Medikamente zur Behandlung von Cannabisabhängigkeit

Hintergrund

Der Konsum von Cannabis ist relativ häufig und weltweit verbreitet. Der Bedarf an Behandlung von Cannabiskonsumenten ist in den meisten Teilen der Welt gestiegen. Die Maßnahmen zur Entkriminalisierung oder Legalisierung des Cannabiskonsums in einigen Ländern dürfte dazu führen, dass sich dieser Trend fortsetzt. Derzeit gibt es keine Medikamente speziell zur Behandlung von Cannabiskonsum. Mit diesem Review sollte die Wirksamkeit und Sicherheit von Medikamenten zur Behandlung von Cannabisabhängigkeit beurteilt werden.

Recherchedatum

Wir untersuchten die wissenschaftliche Literatur im März 2018.

Studienmerkmale

Wir fanden 21 randomisierte kontrollierte Studien (klinische Studien, in denen Menschen nach dem Zufallsprinzip einer von zwei oder mehr Behandlungsgruppen zugeordnet werden) mit 909 Teilnehmern, die mit aktiven Medikamenten behandelt wurden und 846 Teilnehmern, die ein Placebo (eine Scheinbehandlung) erhielten. Hauptmerkmale von Drogenabhängigkeit sind zwanghafter Konsum, Verlust der Kontrolle über den Konsum und Entzugserscheinungen, wenn der Konsum eingestellt wird. Dieser Review umfasst Studien, in denen die Teilnehmer als abhängig beschrieben wurden oder aufgrund eines mehrere Tage in der Woche oder täglich erfolgenden Cannabiskonsums wahrscheinlich abhängig waren.

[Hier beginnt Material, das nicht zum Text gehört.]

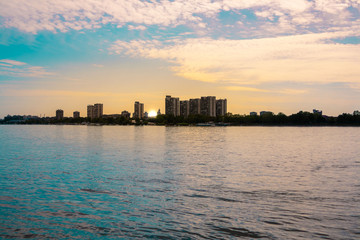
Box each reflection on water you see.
[0,126,360,239]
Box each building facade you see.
[216,99,227,116]
[87,105,94,118]
[121,111,130,119]
[56,109,64,120]
[87,103,103,119]
[189,98,200,115]
[133,102,144,119]
[73,111,80,118]
[165,95,180,116]
[180,100,190,118]
[200,96,216,117]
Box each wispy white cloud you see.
[128,25,147,31]
[0,59,54,77]
[109,29,360,84]
[0,0,360,36]
[92,63,104,68]
[0,59,26,66]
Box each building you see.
[121,111,130,119]
[260,111,273,116]
[94,103,103,118]
[87,103,103,119]
[133,102,144,119]
[313,109,322,116]
[189,98,200,115]
[200,96,216,117]
[216,99,227,116]
[73,111,80,118]
[56,109,64,120]
[180,100,190,118]
[165,95,180,116]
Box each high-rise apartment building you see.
[200,96,216,117]
[56,109,64,120]
[87,105,94,118]
[180,100,190,117]
[133,102,144,119]
[216,99,227,116]
[165,95,180,116]
[121,111,130,119]
[73,111,80,118]
[94,103,103,118]
[189,98,200,115]
[87,103,103,118]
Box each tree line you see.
[0,111,360,126]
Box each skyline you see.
[0,0,360,117]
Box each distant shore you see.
[0,111,360,127]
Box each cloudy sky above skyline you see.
[0,0,360,118]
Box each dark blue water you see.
[0,125,360,239]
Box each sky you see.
[0,0,360,118]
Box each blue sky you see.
[0,0,360,118]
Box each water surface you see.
[0,125,360,239]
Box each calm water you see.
[0,125,360,239]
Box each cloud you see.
[0,59,26,66]
[0,0,360,35]
[0,59,54,77]
[128,25,147,31]
[92,63,104,68]
[0,89,114,97]
[109,29,360,84]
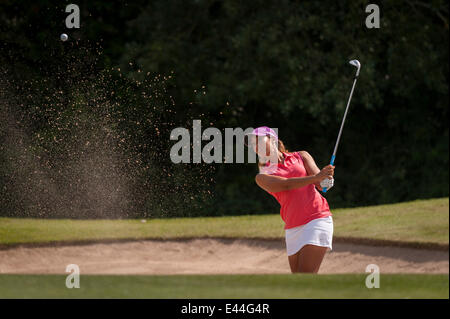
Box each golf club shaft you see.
[322,75,358,193]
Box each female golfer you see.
[245,126,334,273]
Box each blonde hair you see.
[258,137,289,168]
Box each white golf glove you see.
[320,177,334,191]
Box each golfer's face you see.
[250,136,270,156]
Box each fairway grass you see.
[0,197,449,247]
[0,274,449,299]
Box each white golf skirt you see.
[285,216,333,256]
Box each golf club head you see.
[349,60,361,76]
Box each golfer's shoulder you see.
[294,151,311,159]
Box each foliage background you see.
[0,0,449,217]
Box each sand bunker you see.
[0,239,449,274]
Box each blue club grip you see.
[322,155,336,193]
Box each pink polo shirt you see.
[261,152,331,229]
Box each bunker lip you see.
[0,236,449,252]
[0,238,449,275]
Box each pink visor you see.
[244,126,278,146]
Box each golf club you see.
[322,60,361,193]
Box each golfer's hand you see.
[315,165,334,182]
[320,178,334,190]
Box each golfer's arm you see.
[299,151,322,190]
[255,174,317,193]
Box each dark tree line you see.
[0,0,449,216]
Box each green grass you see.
[0,197,449,245]
[0,274,449,299]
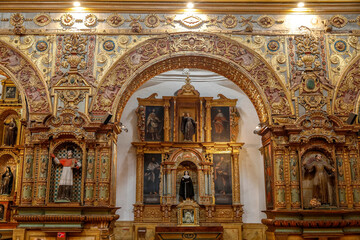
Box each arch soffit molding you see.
[169,148,204,169]
[90,33,294,122]
[332,55,360,115]
[0,40,51,114]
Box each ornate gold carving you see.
[60,13,75,27]
[145,14,160,28]
[84,13,97,27]
[106,14,125,27]
[33,13,51,27]
[330,15,348,28]
[257,15,275,28]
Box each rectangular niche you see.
[213,154,232,205]
[211,107,230,142]
[143,153,161,204]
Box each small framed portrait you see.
[182,209,194,224]
[5,86,16,100]
[177,199,199,226]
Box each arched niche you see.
[0,40,51,114]
[0,109,21,147]
[48,141,85,203]
[301,146,337,209]
[90,33,294,122]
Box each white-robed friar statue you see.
[51,148,81,202]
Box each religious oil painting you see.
[302,151,336,208]
[182,209,194,224]
[5,87,16,99]
[144,154,161,204]
[211,107,230,142]
[214,154,232,204]
[145,106,164,141]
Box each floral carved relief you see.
[91,33,292,122]
[0,41,50,113]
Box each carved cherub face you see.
[68,149,73,158]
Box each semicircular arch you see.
[0,40,51,114]
[90,33,294,122]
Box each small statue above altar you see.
[179,171,194,201]
[181,112,196,142]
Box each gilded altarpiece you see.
[133,77,243,228]
[260,111,359,239]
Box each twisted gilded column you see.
[21,146,34,205]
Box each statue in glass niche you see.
[0,167,14,195]
[303,154,335,206]
[4,118,17,146]
[51,148,81,202]
[181,112,196,141]
[179,171,194,200]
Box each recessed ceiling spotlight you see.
[186,2,194,9]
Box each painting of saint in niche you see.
[211,107,230,142]
[144,154,161,204]
[5,87,16,99]
[145,106,164,141]
[214,154,232,204]
[302,151,336,208]
[182,209,194,224]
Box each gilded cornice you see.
[0,0,360,13]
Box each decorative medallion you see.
[258,15,275,28]
[10,13,24,26]
[60,13,75,27]
[84,13,97,27]
[267,40,280,52]
[118,35,130,45]
[106,14,125,27]
[145,14,160,28]
[330,15,348,28]
[222,15,237,28]
[334,40,346,52]
[35,41,48,52]
[164,16,175,27]
[33,13,51,27]
[306,78,315,90]
[103,40,115,52]
[180,16,203,28]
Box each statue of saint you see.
[213,109,228,134]
[4,118,17,146]
[181,113,196,141]
[145,157,160,194]
[0,167,14,195]
[146,109,161,140]
[303,154,335,204]
[179,171,194,200]
[51,148,81,202]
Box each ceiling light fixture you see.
[186,2,194,9]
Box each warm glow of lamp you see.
[186,2,194,9]
[298,2,305,8]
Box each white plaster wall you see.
[116,69,265,223]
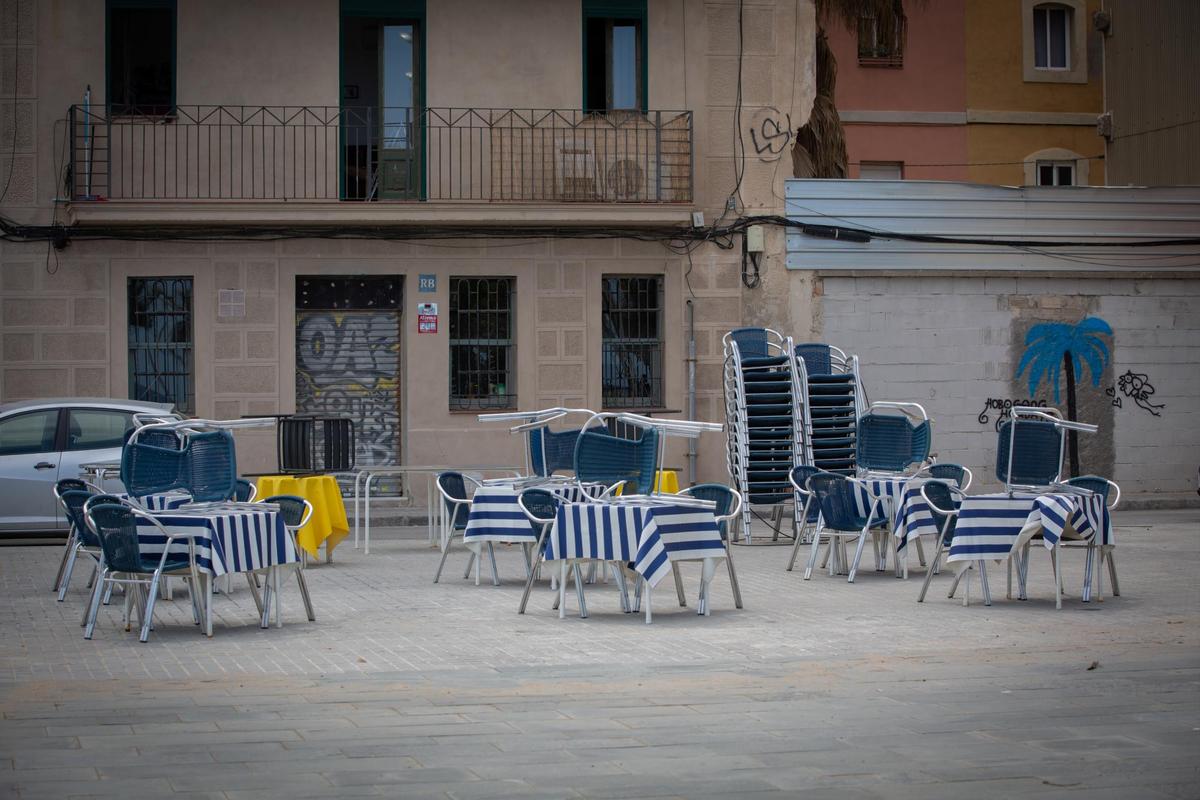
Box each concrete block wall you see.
[818,275,1200,503]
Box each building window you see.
[858,161,904,181]
[128,278,196,414]
[583,0,647,110]
[1036,161,1075,186]
[450,278,517,409]
[600,275,662,408]
[1033,5,1073,70]
[858,7,907,67]
[107,0,175,114]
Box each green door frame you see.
[337,0,428,200]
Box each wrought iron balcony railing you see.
[67,106,692,203]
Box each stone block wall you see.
[820,275,1200,503]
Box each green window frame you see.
[104,0,179,115]
[582,0,649,113]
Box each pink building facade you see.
[826,0,968,180]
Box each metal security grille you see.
[450,278,517,409]
[128,278,196,413]
[601,275,662,408]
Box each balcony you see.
[68,106,692,219]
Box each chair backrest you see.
[59,489,100,547]
[517,489,563,525]
[996,420,1062,486]
[54,477,88,501]
[529,427,581,477]
[86,503,144,572]
[925,462,971,492]
[854,411,930,473]
[1067,475,1121,509]
[796,343,833,375]
[679,483,738,539]
[809,473,866,530]
[438,473,470,528]
[574,428,659,494]
[263,494,312,530]
[920,480,959,547]
[730,327,770,359]
[182,431,238,503]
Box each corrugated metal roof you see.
[786,179,1200,272]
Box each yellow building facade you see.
[966,0,1105,186]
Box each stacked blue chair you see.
[724,327,809,541]
[793,343,862,475]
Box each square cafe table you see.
[546,495,725,622]
[947,492,1115,604]
[138,503,300,636]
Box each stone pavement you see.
[0,510,1200,800]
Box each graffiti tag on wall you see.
[1104,369,1166,416]
[296,311,400,489]
[978,397,1046,432]
[750,106,792,161]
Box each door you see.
[0,408,65,530]
[341,14,425,200]
[296,276,403,493]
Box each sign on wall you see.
[416,303,438,333]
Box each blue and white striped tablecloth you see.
[892,486,937,551]
[118,492,192,511]
[947,493,1114,561]
[460,483,602,547]
[138,509,300,576]
[546,503,725,587]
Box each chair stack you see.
[724,327,812,539]
[793,343,863,475]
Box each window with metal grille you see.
[600,275,662,408]
[858,2,908,67]
[450,277,517,409]
[128,278,196,413]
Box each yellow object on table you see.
[256,475,350,561]
[616,469,679,497]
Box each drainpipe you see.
[688,300,696,486]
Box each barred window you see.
[601,275,662,408]
[450,277,517,409]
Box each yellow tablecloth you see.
[617,469,679,495]
[256,475,350,559]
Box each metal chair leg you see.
[59,545,79,603]
[487,542,500,587]
[294,569,317,622]
[50,529,76,591]
[671,561,688,608]
[917,536,942,603]
[846,530,869,583]
[725,540,739,608]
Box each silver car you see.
[0,397,174,531]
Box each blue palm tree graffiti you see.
[1016,317,1112,475]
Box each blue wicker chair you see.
[433,473,484,585]
[804,473,888,583]
[84,504,201,642]
[260,494,317,627]
[679,483,742,614]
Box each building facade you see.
[0,0,814,489]
[829,0,1104,186]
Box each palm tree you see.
[1016,317,1112,477]
[792,0,907,178]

Die Teilnehmer der einzelnen Studien waren durchschnittlich zwischen 22 und 41 Jahre alt, mit Ausnahme von drei Studien, deren Zielgruppe junge Menschen waren. Die meisten (75%) der Studienteilnehmer waren männlich. Die meisten (16) der Studien wurden in den USA durchgeführt, drei in Australien, eine in Kanada und eine in Israel. Die Studien untersuchten eine große Bandbreite von Medikamenten, die die Symptome von Cannabisentzug vermindern und die Entwöhnung oder die Reduzierung des Cannabiskonsums fördern.

Vier Studien erhielten die Studienmedikamente von produzierenden Pharmaunternehmen, aber keine wurde von Pharmaunternehmen finanziert. Eine Studie berichtete nicht über die Finanzierung oder die Herkunft der Medikamente.

Hauptergebnisse

Für den Endpunkt der Abstinenz am Ende der Behandlung waren Δ9-Tetrahydrocannabinol (THC, der Hauptbestandteil in Cannabis) Präparate wahrscheinlich wirkungslos. Antidepressiva namens selektive Serotoninwiederaufnahmehemmer, gemischt wirkende Antidepressiva, ein Medikament namens Buspiron und ein Medikament namens N-Acetylcystein könnten ebenfalls wirkungslos gewesen sein. Außerdem sind wir unsicher über die Wirkung von Antiepileptika und Stimmungsstabilisatoren.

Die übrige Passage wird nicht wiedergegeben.